“Islamofobia”: Larangan Acara Keagamaan di Kota Spanyol Picu Kritik | Berita Islamofobia

Larangan di Jumilla Picu Kritik dari Pemerintah dan PBB

Larangan ini, awalnya diusung partai far-right Vox, berdampak pada umat Muslim yang merayakan hari raya di pusat olahraga Jumilla.

Larangan yang diberlakukan oleh sebuah kota di Spanyol tenggara terhadap pertemuan keagamaan di fasilitas olahraga publik—yang terutama memengaruhi komunitas Muslim setempat—telah memicu kecaman dari pemerintahan sayap kiri dan pejabat PBB.

Menteri Migrasi Spanyol Elma Saiz menyatakan pada Jumat bahwa larangan ini, disetujui oleh pemerintah lokal konservatif Jumilla pekan lalu, “memalukan”. Ia mendesak pemimpin setempat untuk “mundur selangkah” dan meminta maaf pada warga.

Larangan yang disahkan oleh Partai Rakyat sayap kanan-tengah walikota ini akan berlaku di pusat olahraga yang digunakan Muslim setempat untuk merayakan hari raya seperti Idul Fitri dan Idul Adha.

Awalnya diusulkan oleh partai far-right Vox, larangan ini disahkan setelah beberapa amandemen. Cabang Vox di Murcia merayakan kebijakan ini di X, menegaskan bahwa “Spanyol adalah dan akan selalu tanah berakar Kristen!”

Walikota Seve Gonzalez membantah bahwa kebijakan ini menarget kelompok tertentu, menyatakan pemerintahannya ingin “mendorong kampanye budaya yang mempertahankan identitas kami.”
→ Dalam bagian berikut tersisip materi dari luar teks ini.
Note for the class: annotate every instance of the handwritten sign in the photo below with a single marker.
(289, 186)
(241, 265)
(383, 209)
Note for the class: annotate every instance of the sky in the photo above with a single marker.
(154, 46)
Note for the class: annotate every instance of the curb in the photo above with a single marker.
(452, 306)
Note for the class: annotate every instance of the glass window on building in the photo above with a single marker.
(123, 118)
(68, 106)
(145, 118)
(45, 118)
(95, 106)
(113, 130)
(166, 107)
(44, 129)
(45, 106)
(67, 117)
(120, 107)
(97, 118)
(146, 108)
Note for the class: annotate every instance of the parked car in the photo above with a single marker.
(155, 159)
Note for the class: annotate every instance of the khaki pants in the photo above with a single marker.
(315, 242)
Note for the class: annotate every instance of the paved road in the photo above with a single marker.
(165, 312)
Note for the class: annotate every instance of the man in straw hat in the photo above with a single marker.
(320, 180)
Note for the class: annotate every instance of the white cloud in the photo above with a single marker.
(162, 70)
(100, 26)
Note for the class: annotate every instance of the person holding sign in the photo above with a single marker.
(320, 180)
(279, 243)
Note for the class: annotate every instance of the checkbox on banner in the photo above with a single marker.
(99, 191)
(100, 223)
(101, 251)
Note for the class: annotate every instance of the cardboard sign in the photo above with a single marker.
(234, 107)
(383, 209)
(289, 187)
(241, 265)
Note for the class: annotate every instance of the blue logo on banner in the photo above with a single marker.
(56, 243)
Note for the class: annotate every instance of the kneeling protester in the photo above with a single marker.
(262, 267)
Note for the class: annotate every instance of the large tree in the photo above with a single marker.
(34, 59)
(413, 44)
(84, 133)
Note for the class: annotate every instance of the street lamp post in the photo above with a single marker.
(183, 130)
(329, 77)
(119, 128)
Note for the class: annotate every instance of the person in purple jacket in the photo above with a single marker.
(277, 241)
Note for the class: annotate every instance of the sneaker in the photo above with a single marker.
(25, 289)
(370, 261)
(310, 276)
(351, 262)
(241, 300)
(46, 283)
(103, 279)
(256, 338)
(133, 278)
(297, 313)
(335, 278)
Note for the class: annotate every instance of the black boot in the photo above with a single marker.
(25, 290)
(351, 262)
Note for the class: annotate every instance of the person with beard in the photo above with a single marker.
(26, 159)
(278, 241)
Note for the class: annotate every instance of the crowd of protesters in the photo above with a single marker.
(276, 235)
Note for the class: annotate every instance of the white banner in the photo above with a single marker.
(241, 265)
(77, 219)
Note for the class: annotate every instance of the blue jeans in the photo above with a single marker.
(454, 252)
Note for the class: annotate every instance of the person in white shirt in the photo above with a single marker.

Namun, Mohamed El Ghaidouni, sekretaris Uni Komunitas Islam Spanyol, menyebut ini sebagai “Islamofobia terinstitusionalisasi”, menolak klaim pemerintah bahwa perayaan Muslim di pusat olahraga “asing bagi identitas kota”.

Ia menegaskan, larangan ini “bertentangan dengan institusi negara Spanyol” yang menjamin kebebasan beragama.

Saiz menekankan bahwa kebijakan seperti ini merugikan “warga yang telah puluhan tahun tinggal di kota-kota kami, berkontribusi, dan terintegrasi tanpa masalah koeksistensi.”

Di sisi lain, Miguel Moratinos, utusan khusus PBB untuk memerangi Islamofobia, mengaku “terkejut” dengan keputusan Dewan Kota Jumilla dan menyatakan “keprihatinan mendalam atas maraknya retorika xenofobia dan sentimen Islamofobia di beberapa wilayah Spanyol.”

MEMBACA  Hamas menuduh Trump membantu Netanyahu Israel dalam blokade Gaza | Berita Konflik Israel-Palestina

Dalam pernyataannya, ia menyebut keputusan ini “merongrong hak kebebasan berpikir, hati nurani, dan beragama” sesuai Deklarasi Universal HAM. “Kebijakan yang diskriminatif mengancam kohesi sosial dan prinsip hidup damai,” tambahnya.

Ketegangan antara Far-Right dan Warga

Spanyol pernah diperintah Muslim selama berabad-abad, dengan pengaruh yang masih terlihat dalam bahasa dan landmark seperti Istana Alhambra di Granada.

Kekuasaan Islam berakhir pada 1492 ketika kerajaan Arab terakhir ditaklukkan oleh Katolik.

Larangan ini menetapkan bahwa fasilitas olahraga hanya boleh digunakan untuk kegiatan atletik atau acara resmi. Tidak diperbolehkan menggelar “kegiatan budaya, sosial, atau keagamaan yang asing bagi Dewan Kota.”

Kebijakan ini muncul setelah bentrokan antara kelompok far-right dengan warga dan migran di Murcia selatan bulan lalu, dipicu pemukulan seorang lansia oleh pelaku diduga asal Maroko.

Pemerintah kanan di Eropa juga menerapkan kebijakan serupa, memperuncing debat tentang nasionalisme dan pluralisme agama-budaya.

Di Monfalcone, Italia, walikota far-right Anna Maria Cisint melarang shalat di pusat budaya, memicu protes 8.000 orang dan gugatan hukum dari komunitas Muslim.